10 thoughts on “Attack on the Eastern Front

  1. I would so pull out the damn oleanders. They function well for freeway medians, but that is it. There are so many other choices for screening plants that take less effort, and are not poisonous.

    Stihl is the way to go, my tool guy (I don’t know what else to call him, but somehow that doesn’t sound right) says they are the best!

  2. “Be Stihl, my heart”?

    Nah, I’m a Husqy fan, too. My neighbor used his with the tiller attachment to prepare a flower bed here, and it was absolute magic in action. I’ll end up buying the whole kit, no doubt.

    As to the *#&@ Oleanders. National Blight of Galveston. The main street here is “Broadway”, which is the southernmost terminus of Interestate 45, after it drops off of the causeway and onto the island….it becomes just another six-lane street, with a fourteen ft. wide greenbelt-median down the middle.

    Landscaped with Oak trees and….. you guessed it. Oleanders. Fact is, the olde ladies on the island even have an “Oleander Society”, dedicated to the ones in said median, for “beautification”. Of course, they grow so dense, you cannot see oncoming traffic when trying to make a left from Broadway to a side-street, from either direction.

    I would take those old ladies, and burn them upon a pyre of the dried carcasses of the evil plants that they promote, venerate and protect. They deserve it. Besides, they’re certainly heavier than a duck, too.

    Ima sip a bourbon now, to calm down and relish the vision of that brightly burning bonfire of busybodies. Even if comforts nothing more than my imagination.
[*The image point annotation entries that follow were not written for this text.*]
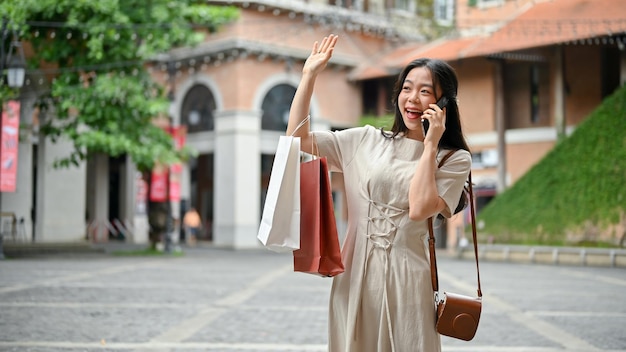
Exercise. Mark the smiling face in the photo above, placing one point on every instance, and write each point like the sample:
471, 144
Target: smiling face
415, 96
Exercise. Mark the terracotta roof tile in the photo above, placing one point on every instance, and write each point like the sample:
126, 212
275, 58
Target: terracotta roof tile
546, 23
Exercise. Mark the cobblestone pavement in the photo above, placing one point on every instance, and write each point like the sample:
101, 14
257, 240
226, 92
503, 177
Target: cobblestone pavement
221, 300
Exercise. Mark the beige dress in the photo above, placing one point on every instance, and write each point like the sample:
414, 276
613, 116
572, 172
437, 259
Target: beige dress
384, 300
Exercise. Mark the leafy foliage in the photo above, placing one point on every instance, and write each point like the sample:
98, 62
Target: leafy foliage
580, 185
101, 95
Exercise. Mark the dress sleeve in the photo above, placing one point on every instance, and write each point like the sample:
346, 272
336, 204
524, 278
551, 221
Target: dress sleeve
451, 177
340, 147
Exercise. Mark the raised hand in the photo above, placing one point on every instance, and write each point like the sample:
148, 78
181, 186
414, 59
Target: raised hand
320, 55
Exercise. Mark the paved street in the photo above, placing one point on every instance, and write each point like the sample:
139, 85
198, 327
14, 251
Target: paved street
248, 301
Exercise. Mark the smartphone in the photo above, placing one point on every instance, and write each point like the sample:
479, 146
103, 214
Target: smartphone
441, 103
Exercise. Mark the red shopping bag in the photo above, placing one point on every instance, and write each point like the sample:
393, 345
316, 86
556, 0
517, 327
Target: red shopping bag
319, 253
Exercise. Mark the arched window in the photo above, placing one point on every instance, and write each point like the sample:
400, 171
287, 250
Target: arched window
197, 111
276, 107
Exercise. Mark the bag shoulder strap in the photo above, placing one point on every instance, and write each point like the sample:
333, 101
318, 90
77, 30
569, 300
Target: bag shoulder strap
431, 237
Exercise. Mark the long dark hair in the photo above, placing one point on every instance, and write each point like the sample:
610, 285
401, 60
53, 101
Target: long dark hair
445, 78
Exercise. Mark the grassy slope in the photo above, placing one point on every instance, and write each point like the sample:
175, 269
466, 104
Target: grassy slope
578, 186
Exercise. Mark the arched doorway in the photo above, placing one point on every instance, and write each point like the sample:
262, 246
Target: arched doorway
197, 113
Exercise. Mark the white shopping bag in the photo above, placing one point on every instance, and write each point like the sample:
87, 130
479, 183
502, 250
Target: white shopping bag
280, 224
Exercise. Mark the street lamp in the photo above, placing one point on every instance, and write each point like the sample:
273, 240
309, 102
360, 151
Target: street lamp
16, 66
15, 62
16, 71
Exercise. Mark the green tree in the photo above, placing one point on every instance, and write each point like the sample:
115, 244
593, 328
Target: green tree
95, 55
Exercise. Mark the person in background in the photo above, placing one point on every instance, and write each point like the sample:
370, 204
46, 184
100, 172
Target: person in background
192, 224
384, 300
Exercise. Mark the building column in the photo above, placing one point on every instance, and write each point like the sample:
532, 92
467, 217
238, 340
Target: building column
237, 178
500, 124
558, 77
61, 193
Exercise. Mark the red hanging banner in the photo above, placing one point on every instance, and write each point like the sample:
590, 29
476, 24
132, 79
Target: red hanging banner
9, 145
159, 182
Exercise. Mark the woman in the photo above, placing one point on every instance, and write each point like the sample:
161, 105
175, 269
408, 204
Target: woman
384, 300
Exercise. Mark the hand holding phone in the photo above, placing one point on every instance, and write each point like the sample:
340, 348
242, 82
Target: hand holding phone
441, 103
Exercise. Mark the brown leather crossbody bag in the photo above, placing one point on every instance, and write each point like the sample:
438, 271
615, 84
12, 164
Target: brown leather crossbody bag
457, 315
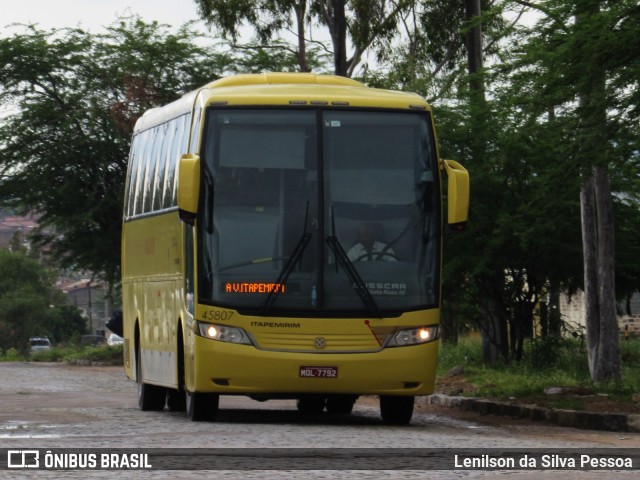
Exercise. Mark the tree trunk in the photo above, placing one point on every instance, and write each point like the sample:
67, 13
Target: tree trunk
597, 220
301, 10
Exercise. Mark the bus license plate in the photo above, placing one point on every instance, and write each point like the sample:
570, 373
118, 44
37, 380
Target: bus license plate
319, 372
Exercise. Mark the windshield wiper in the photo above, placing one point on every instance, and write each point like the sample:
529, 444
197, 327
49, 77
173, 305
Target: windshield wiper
299, 249
358, 284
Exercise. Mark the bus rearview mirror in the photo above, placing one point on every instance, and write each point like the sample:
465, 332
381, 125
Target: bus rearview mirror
188, 187
458, 194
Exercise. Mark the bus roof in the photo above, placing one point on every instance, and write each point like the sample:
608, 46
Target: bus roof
296, 89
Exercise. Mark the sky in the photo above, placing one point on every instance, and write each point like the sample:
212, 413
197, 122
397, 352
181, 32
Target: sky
92, 15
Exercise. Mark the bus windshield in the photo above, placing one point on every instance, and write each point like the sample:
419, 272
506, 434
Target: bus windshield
330, 212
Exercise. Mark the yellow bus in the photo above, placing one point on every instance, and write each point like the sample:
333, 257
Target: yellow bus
282, 238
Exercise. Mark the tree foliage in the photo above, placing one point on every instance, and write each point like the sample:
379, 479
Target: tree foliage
358, 25
31, 306
73, 99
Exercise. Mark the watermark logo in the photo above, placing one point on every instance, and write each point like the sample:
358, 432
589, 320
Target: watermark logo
23, 459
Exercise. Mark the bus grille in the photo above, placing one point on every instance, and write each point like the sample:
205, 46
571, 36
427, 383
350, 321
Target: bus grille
317, 343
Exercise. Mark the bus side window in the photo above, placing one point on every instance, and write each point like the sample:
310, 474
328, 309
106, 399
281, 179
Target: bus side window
138, 187
161, 162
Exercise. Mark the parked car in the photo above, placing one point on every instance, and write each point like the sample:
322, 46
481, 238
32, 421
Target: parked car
92, 340
114, 339
37, 344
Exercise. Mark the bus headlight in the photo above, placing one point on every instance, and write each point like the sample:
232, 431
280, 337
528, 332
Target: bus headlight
223, 333
414, 336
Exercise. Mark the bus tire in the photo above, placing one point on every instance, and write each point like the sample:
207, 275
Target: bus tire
311, 405
150, 397
341, 404
396, 410
202, 406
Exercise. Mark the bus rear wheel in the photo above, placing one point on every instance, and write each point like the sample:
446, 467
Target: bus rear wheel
150, 397
396, 410
202, 406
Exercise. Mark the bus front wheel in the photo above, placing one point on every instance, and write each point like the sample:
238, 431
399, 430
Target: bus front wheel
202, 406
396, 410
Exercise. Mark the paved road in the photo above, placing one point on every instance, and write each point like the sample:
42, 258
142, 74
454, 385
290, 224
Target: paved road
59, 406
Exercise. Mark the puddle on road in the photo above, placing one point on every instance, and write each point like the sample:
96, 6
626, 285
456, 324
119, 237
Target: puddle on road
21, 429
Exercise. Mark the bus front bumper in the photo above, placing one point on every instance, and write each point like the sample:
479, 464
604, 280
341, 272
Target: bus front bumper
227, 368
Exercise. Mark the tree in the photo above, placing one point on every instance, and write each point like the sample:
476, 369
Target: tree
583, 70
73, 99
26, 299
364, 24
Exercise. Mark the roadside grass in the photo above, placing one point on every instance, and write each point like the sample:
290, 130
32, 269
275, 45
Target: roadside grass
558, 363
84, 355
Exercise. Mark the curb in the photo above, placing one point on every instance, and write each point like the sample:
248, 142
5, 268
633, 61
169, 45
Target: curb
613, 422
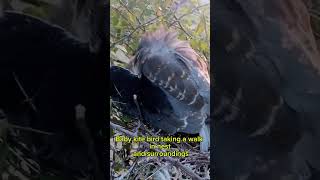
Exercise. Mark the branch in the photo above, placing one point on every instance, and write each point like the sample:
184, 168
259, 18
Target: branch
173, 161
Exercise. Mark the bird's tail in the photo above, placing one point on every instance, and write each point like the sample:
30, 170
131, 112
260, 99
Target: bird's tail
205, 134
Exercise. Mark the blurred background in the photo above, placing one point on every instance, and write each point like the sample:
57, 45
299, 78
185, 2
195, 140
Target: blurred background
131, 19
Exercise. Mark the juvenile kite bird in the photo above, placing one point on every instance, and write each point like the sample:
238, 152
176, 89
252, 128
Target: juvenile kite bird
170, 81
267, 91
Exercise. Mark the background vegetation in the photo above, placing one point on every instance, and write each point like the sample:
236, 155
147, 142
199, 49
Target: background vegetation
129, 21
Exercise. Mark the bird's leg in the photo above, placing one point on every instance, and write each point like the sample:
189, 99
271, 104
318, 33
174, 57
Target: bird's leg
86, 135
135, 99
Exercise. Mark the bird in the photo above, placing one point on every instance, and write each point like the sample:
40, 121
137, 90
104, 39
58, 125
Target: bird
45, 72
266, 90
171, 82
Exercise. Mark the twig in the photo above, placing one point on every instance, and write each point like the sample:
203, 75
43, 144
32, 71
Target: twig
133, 31
29, 100
191, 12
81, 124
29, 129
173, 161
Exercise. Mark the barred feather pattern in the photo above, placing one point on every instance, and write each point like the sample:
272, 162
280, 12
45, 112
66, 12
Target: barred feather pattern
173, 66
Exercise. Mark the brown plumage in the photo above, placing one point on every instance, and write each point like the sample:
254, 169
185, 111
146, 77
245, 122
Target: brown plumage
176, 80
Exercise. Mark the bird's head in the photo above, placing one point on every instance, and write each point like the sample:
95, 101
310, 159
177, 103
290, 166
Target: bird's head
164, 39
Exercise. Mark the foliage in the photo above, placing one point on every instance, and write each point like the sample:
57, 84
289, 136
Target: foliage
130, 19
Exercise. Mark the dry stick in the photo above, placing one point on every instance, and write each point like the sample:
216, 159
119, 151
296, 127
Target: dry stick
29, 129
173, 161
191, 12
29, 100
133, 31
80, 113
4, 122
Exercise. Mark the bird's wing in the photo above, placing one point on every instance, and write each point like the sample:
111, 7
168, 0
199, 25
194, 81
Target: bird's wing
175, 76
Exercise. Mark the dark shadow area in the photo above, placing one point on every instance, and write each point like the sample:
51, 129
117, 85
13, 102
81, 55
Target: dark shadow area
266, 92
53, 97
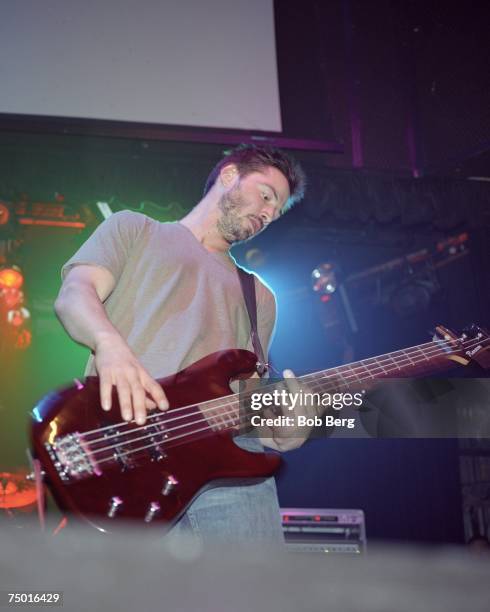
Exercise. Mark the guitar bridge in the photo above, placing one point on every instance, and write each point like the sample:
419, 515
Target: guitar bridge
71, 458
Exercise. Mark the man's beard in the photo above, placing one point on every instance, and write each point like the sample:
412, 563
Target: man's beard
231, 226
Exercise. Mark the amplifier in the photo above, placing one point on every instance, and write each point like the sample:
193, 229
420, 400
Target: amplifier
324, 530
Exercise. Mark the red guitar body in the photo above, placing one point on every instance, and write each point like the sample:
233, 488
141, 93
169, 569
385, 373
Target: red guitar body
155, 484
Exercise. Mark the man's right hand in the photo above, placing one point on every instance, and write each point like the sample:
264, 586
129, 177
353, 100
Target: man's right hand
118, 367
80, 308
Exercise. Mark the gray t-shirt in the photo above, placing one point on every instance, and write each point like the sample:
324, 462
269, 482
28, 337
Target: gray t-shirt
174, 302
    Oh, and I’ll stay well upwind of it, of course. But I’ll tell all my liberal neighbors how good the smoke smells, downwind. *evil grin*

    Jim
    Sunk New Dawn
    Galveston, TX

    • Early reports (very early) are of a body of folk who used Oleanders branches as skewers for their cook-out, all died. I’ll join you in a sip to mutual hatred of a Highway Department, Cal-Trans shrubbery, but it will never die, it’s too useful and grows easy (invasive) and even the Sierra Club and other (or especially) regional groups won’t go against oleanders.
      They would rather dump necessary water to preserve a useless bait-fish.
      I was once tasked (by friends) to cut-down bushes at their home. The oleander hedge ran the entire length of the 40-foot driveway, some 16-fet tall, an I asked how-much of the stuff I should cut back. SHE said NONE! OK…
      Later in their bathroom I noticed a bottle of perfume: “White Oleander.” Meh. My nose isn’t bad, and I could attest in court that there is absolutely no similar scent relationship to the plant itself.
      ONLY good thing I have to say about THAT CRAP PLANT, is that ONCE, IN THE RAIN, a 16-yr. old girl-nitwit driving an expensive family sedanb, ZOOMED out in front of me (in an old Toyota pick-up truck), crossing three lanes of traffic on a trajectory to absolutely NAIL me… So I hit the brakes to avoid her, and spun off into a stand of railroad-side OLEANDERS – it swept me up-into them, and didn’t damage the old truck. She looked confused and just drove off.
      More, “Tales of Olde Palo Alto”…

  3. Oleander is Evile(tm). I thought I was finally rid of the stuff by moving to Minnesota, but some people here actually sell the thing as a houseplant. (Comment found in a U. of Minn article about toxic plants in reference to oleander: “Signs and effects of toxicosis: Animals may be found dead.”)

    I recommend napalm, but it does have the occasional drawback.

    • My brother was visiting yesterday and claimed that as a child I ate some oleander and, “He thought I was gonna die”…! I ate a lot of stupid stiff as a kid including mud (one bite and you realize it has way too much “tooth”), tar from the roof (kinda like gum!), and…things that prepared me for a life overseas eating disgusting food, but I’m pretty sure I didn’t chow-down on any Oleander. Might have been Pittosporum though…

  4. to us foreigners those oleanders look pretty exotic. by coincidence I’ve been looking at husqvarna multi tools and wondering why I bought single tools in the past.

    • Are the multi-use tools a recent development? Now I’m goign to have to compare Stihl and Husky prices!
      I think of Oleanders as a Highway-Department plant, and they are poisonous so that’s pretty exotic!